Well, you're correct in noting that using ultrasound to determine what a given liver lesion is the least accurate imaging mode. But it still does provide a good amount of information that, when combined with your other data, can give your doctor a pretty good idea about what's up.
One very important thing to keep in mind is that liver lesions, found in people without advanced liver disease (end-stage fibrosis/cirrhosis), are almost always benign. Primary liver cancers, in healthy liver patients, are extremely rare. And if a malignant tumor is found within a healthy liver, it is usually a metastasis lesion. This is why your radiologist included the note "In the absence of malignancy" in your report. And, since your primary doctor knows your current/past history, he concluded your lesions are very likely benign (I assume you don't have another form of cancer, hopefully!).
As you also noted, hemangiomas are benign, so there isn't anything to be concerned about. The standard practice is to simply monitor them for a short period of time. But you could talk to your doctor and have them use a CT or MRI for your next imaging scan, likely in 6 months to a year. If it was me, I'd like to have the different imaging modality, just for the extra data it can provide, especially since they'll be wanting to do a followup imaging procedure anyway. It will be a little more money though.
If a benign lesion were to get to bigger and it started to cause some compressive effects on the surrounding liver tissue, this will show up in your blood work. Your liver enzymes (alt,ast) would likely show a small elevation, especially your alkaline phosphatase (alp). But this would be very unlikely, hemangiomas aren't generally naughty.
I appreciate you comment. That actually really does put me at ease. I have never been diagnosed with any other form of cancer. I had a call into the doctor to ask about this, and they basically said the same thing you just did.
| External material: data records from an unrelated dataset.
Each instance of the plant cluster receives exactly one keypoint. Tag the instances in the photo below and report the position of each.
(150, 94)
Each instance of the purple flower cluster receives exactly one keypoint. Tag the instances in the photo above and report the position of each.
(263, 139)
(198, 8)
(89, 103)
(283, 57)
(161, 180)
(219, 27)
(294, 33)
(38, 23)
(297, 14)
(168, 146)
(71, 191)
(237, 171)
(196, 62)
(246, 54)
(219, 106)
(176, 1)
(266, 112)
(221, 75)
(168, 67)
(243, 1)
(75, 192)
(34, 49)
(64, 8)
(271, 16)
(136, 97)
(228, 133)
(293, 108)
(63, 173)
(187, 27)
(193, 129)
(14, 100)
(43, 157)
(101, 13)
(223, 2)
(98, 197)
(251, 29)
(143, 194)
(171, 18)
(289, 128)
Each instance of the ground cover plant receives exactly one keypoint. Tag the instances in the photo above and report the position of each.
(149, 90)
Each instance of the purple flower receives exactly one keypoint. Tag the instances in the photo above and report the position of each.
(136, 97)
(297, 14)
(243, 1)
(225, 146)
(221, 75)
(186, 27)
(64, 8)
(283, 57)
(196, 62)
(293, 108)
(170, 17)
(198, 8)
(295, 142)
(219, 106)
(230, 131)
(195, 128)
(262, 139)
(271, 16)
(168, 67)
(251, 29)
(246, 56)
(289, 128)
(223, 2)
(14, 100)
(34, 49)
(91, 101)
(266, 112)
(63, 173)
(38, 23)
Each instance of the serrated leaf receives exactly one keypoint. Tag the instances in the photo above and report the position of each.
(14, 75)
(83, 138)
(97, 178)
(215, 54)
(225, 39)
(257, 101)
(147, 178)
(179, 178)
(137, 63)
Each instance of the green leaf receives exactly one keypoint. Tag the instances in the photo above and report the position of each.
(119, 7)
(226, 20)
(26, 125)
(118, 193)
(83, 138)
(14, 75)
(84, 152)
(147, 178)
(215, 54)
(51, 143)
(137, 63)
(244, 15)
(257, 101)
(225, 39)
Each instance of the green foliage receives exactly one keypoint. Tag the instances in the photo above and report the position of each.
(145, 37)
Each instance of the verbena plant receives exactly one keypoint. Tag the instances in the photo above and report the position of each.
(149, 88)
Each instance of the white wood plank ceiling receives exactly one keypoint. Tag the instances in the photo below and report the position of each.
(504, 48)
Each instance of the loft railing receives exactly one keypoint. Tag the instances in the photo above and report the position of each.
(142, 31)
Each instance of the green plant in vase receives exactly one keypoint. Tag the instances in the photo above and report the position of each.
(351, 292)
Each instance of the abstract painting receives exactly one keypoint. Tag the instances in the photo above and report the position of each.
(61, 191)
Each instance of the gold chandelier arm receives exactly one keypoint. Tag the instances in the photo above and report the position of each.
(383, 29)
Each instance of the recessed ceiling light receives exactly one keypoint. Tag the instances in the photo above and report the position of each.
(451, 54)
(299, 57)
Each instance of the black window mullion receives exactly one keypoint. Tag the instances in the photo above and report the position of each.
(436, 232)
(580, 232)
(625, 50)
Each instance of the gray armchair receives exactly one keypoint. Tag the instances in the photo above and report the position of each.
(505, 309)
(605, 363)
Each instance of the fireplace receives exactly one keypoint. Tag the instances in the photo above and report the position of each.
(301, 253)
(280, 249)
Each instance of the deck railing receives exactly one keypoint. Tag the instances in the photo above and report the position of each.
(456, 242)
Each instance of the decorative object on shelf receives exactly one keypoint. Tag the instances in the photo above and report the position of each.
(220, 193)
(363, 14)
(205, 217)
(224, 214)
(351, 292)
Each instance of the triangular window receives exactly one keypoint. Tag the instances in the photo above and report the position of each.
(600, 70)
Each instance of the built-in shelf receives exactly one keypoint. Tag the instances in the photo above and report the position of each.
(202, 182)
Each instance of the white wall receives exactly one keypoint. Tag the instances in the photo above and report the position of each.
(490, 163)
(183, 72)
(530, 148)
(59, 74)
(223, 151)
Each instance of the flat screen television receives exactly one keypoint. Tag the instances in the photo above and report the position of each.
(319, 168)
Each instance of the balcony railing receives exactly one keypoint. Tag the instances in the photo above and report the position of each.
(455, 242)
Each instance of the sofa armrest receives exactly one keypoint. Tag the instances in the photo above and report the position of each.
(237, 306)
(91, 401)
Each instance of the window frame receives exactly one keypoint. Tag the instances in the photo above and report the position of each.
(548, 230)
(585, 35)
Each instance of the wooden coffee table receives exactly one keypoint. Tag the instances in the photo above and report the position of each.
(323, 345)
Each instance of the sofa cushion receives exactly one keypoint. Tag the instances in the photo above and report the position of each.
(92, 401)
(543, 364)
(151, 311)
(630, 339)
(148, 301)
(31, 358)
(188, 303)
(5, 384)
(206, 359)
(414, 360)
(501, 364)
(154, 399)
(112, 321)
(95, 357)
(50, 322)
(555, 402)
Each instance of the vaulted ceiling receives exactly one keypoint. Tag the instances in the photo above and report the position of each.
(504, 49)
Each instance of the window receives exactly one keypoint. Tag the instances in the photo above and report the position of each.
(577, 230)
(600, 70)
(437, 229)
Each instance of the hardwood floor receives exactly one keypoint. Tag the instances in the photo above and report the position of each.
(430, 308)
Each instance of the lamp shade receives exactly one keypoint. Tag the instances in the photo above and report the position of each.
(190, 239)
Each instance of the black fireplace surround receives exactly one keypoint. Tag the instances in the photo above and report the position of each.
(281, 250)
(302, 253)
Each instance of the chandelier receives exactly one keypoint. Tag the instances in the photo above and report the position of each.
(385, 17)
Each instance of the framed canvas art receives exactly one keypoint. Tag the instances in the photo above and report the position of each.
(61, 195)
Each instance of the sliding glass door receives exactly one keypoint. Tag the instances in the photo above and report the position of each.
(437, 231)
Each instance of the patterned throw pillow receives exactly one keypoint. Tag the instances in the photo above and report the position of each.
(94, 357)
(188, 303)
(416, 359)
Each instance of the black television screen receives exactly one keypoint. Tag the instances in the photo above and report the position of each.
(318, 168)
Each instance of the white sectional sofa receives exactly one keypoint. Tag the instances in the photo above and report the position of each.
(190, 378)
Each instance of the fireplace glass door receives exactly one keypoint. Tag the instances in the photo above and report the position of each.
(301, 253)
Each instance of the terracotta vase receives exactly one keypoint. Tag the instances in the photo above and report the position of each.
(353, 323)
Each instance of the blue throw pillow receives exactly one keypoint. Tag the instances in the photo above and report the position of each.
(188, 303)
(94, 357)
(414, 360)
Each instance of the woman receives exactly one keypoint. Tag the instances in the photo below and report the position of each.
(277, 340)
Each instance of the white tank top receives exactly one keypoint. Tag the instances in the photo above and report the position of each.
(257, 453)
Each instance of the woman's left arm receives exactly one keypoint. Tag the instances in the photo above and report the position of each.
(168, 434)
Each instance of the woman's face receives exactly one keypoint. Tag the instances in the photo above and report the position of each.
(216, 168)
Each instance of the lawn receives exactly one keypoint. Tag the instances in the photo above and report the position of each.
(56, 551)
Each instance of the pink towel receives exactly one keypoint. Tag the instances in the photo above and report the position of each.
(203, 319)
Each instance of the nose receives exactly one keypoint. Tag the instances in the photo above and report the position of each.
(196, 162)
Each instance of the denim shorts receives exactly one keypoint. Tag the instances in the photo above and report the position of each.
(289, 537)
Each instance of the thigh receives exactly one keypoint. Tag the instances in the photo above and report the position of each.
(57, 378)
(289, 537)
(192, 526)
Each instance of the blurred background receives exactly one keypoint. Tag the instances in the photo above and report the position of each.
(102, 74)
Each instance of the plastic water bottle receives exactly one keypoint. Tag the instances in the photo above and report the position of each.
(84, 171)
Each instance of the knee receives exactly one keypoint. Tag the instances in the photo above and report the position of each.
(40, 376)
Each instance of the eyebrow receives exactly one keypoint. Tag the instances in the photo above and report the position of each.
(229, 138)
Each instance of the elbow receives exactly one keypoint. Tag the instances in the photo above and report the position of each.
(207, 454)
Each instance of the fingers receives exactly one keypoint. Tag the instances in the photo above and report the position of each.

I am much much more at ease now. I was just worried about the "In absence of malignancy" line because I didn't really understand what it meant. Now knowing what it means is much easier on my mind. Especially since I don't really have any other liver symptoms.
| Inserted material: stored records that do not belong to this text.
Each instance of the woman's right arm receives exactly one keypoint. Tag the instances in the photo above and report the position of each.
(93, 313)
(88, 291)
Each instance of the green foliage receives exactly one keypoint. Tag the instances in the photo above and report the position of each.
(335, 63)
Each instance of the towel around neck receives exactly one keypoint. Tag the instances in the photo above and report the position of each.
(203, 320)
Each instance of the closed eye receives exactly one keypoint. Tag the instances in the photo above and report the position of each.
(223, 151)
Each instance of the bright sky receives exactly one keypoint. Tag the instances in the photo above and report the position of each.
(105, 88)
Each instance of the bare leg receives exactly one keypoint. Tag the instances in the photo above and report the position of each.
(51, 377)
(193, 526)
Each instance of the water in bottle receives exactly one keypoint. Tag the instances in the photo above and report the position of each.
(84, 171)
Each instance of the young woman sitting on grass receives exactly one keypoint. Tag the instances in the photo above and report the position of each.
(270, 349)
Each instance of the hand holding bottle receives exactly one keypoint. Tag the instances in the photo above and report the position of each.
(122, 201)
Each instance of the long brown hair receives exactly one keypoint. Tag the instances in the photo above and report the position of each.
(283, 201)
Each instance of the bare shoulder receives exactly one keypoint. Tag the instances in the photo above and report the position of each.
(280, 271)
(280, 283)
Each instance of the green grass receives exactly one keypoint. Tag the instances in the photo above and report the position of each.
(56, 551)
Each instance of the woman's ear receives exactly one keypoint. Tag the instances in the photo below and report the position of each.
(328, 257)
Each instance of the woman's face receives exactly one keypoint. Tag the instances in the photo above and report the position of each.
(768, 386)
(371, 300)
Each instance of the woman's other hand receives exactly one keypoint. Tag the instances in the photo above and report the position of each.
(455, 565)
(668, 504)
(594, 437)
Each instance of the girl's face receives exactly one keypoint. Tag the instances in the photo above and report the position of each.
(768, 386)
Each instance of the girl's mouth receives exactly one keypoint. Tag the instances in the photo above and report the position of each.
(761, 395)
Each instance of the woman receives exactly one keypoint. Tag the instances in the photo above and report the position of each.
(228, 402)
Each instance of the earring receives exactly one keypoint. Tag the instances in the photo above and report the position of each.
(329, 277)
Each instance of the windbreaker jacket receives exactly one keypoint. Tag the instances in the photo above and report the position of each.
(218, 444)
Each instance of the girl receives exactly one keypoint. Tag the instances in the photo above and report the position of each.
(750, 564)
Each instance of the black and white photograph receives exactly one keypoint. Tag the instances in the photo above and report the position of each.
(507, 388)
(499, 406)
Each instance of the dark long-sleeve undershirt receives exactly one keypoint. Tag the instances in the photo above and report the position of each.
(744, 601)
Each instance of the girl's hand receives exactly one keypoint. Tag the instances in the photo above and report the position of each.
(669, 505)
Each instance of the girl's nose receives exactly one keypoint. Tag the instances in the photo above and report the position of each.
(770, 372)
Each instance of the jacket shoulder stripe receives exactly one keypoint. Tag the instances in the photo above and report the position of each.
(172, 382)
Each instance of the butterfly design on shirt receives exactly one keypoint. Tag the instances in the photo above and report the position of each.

I did previously have an US and in that they had mentioned my liver was enlarged, but went to the GI and he said since I was a big person (6'4" 220lbs) that mine is probably just bigger to begin with. He was not concerned. I do not have access to results of that US to know if they noticed the lesions then or not.
I also had blood work done one evening when I went to the ER for what turned out to be anxiety. Which was just in June and the liver stuff was all within the correct range. Although the AST (SGOT) appears to be considerably higher than it was in my previous 4 blood tests (which the last one prior to this one was 2011). It was 28 compared to being 10, 10, 13, 13. Not sure if that is significant for anything or not.
I am much less concerned now though about the possibility of it being malignant. I am following up with the doctor through the phone though just to verify that any other tests aren't necessary. Also I know drinking is bad for your liver no matter what, but will it cause any complications if I have a few drinks from time to time with these? I am planning on asking the doctor as well, but you seem pretty well versed on the liver so thought I would ask here too.
You can have a few drinks without worry. Your liver is very healthy and your hemangiomas will not be adversely affected by the alcohol. Obviously moderation is always the key in maintaining a healthy liver. Have fun!